Nonetheless, the people’s initiative was launched by the Egerkinger committee. The right-wing committee proclaims to “Stop the Islamization of Switzerland” and had already succeeded in 2009 with another people’s initiative to ban the construction of minarets. In the 130-year history of the people’s initiative in Switzerland, only 23 have been accepted, and two of them have now been described as a restriction of the fundamental rights of Swiss Muslims by the UN. The committee and its followers consider Islam to be something outside of Switzerland. They argue that the ban is necessary to stop extremism and protect “core Swiss values” such as freedom and equality.
Although most Swiss parties, the Federal Council and the Parliament recommended a rejection of the initiative and most of the Swiss media reported negatively on it, the initiative was nevertheless adopted. How could this happen? A survey made among voters looking at the most important reasons for a yes or a no shows that the yes motives were divided into three sub-categories (the respondents could name more than one reason): 46% voted yes due protection of Swiss values and culture, 41% due to women’s rights, and 35% due to security aspects and terrorism. Interestingly, while most people voted according to their political orientation, voters who most sympathised with centre parties voted in favour of the initiative. Even though both FDP and Die Mitte also recommended a rejection of the initiative.
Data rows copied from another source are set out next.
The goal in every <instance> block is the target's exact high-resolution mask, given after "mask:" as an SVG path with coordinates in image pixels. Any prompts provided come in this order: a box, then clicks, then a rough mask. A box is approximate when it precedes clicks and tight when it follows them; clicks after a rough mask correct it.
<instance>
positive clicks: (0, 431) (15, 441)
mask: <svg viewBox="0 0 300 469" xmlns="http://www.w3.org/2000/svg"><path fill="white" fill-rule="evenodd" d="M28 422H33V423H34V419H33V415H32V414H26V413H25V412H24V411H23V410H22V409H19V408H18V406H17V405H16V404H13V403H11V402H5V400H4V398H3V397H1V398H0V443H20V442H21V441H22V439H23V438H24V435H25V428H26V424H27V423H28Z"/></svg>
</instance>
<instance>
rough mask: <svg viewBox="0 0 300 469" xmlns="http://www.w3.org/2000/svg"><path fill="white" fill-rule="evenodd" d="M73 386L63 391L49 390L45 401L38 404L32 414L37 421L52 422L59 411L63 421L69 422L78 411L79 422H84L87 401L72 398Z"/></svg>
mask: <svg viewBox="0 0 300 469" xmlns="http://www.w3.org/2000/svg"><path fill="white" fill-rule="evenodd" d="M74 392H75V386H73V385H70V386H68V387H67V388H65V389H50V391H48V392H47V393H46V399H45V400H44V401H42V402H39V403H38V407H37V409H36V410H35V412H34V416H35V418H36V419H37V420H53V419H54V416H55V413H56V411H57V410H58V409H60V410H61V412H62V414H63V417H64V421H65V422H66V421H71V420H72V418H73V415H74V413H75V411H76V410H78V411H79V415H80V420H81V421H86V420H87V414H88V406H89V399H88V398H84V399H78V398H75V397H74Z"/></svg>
The proposed bill of the Federal Council still leaves many questions unanswered. If there are enough exemptions to wear face coverings, couldn’t any person use a medical face mask to cover their faces instead of fabric? And what happens to the Swiss constitutionally guaranteed fundamental rights of expression, religion, and personal freedom if they are so easily circumvented in the name of protecting other Swiss values? The bill and the discourse around it show that it is about much more than whether the thirty women who wear face coverings in Switzerland can do so freely. It is about social belonging, about the meaning of equality and not at least about the self-image of Switzerland as a state protecting or endangering its citizens. The parliament, while considering the proposed bill, should keep the ECHR statement made on the case in France in mind:
“It nevertheless emphasised that a State which entered into a legislative process of this kind took the risk of contributing to the consolidation of the stereotypes which affected certain categories of the population and of encouraging the expression of intolerance, when it had a duty, on the contrary, to promote tolerance.” Research showed in the past that niqab wearers in Europe regularly experience verbal and sometimes physical attacks in public, and they will predictively continue to do so under this law.